Paris le 28 novembre 2017,


L’enseignement français à l’étranger, comme certains le savent déjà, est pour moi extrêmement important et fait partie intégrante de mon engagement en tant que députée. Je n’y ai pas consacré vingt-trois ans, dont six en tant que proviseure à l’étranger, pour aujourd’hui ne pas me sentir concernée par son avenir. Mes enfants sont scolarisés dans ce réseau alors, qu’on ne s’y trompe pas, je lui souhaite, comme tout parent, le meilleur. Je pense que nous avons tous la même volonté : la pérennité et le développement du réseau dans les meilleures conditions possibles.

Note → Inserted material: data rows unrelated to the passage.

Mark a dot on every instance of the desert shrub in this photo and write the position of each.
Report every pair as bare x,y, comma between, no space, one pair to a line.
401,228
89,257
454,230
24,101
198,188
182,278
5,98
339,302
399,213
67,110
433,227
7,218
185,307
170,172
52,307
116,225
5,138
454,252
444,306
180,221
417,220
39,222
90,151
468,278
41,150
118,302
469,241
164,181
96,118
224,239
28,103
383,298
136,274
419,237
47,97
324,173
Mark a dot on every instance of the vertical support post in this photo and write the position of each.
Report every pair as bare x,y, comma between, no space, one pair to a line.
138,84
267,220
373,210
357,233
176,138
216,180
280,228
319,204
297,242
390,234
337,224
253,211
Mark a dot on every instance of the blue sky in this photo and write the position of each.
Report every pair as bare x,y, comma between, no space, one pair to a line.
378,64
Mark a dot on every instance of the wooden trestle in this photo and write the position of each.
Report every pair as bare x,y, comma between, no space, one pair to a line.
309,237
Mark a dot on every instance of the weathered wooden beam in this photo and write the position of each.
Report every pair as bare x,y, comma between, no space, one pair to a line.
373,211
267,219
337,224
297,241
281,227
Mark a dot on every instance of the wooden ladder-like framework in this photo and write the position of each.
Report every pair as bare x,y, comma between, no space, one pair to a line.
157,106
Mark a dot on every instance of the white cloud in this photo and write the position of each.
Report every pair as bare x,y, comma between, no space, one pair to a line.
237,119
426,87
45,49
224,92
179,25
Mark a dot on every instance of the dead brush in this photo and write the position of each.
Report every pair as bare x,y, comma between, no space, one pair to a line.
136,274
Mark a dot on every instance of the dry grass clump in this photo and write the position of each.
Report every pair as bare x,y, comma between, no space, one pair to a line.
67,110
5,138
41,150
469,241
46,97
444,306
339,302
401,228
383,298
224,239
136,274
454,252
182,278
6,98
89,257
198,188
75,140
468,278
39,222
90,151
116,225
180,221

Annulation des crédits sur le budget 2017


J’ai constaté avec regret, comme toutes les personnes concernées, l’annonce en juillet dernier de la réduction de 33 millions d’euros des crédits de l’AEFE. Il est cependant fondamental d’expliquer l’origine de cette mesure. Sollicitée par le Premier ministre pour réaliser un audit des finances publiques, la Cour des comptes a souligné l’insincérité inédite du budget 2017, voté sous la précédente législature (https://www.ccomptes.fr/fr/publications/la-situation-et-les-perspectives-des-finances-publiques-0). Un effort collectif imprévu s’est avéré nécessaire et la réalisation d’économies à tous niveaux s’est imposée. Ceci s’est traduit dans tous les ministères par une baisse drastique de leurs budgets.

Si je peux comprendre les inquiétudes ressenties et exprimées, je m’étonne néanmoins que la surprise soit si grande aujourd’hui. Ces dernières années, de nombreux signaux d’alerte auraient dû permettre d’anticiper le fait que des déficits ne pouvaient indéfiniment se combler sur des fonds de réserve, sans les voir un jour se tarir. A la lecture des différents rapports publics, et ils sont nombreux, (parlementaires, Cour des comptes, conseillers consulaires de l’AFE de toutes tendances politiques, inspecteurs de l’éducation nationale) comment ne pas penser aujourd’hui à une responsabilité collective ? Il est certes beaucoup plus simple de désigner comme responsables le nouveau gouvernement et sa majorité parlementaire, et de détourner ainsi l’opinion d’une réalité qui interpelle depuis un certain temps déjà.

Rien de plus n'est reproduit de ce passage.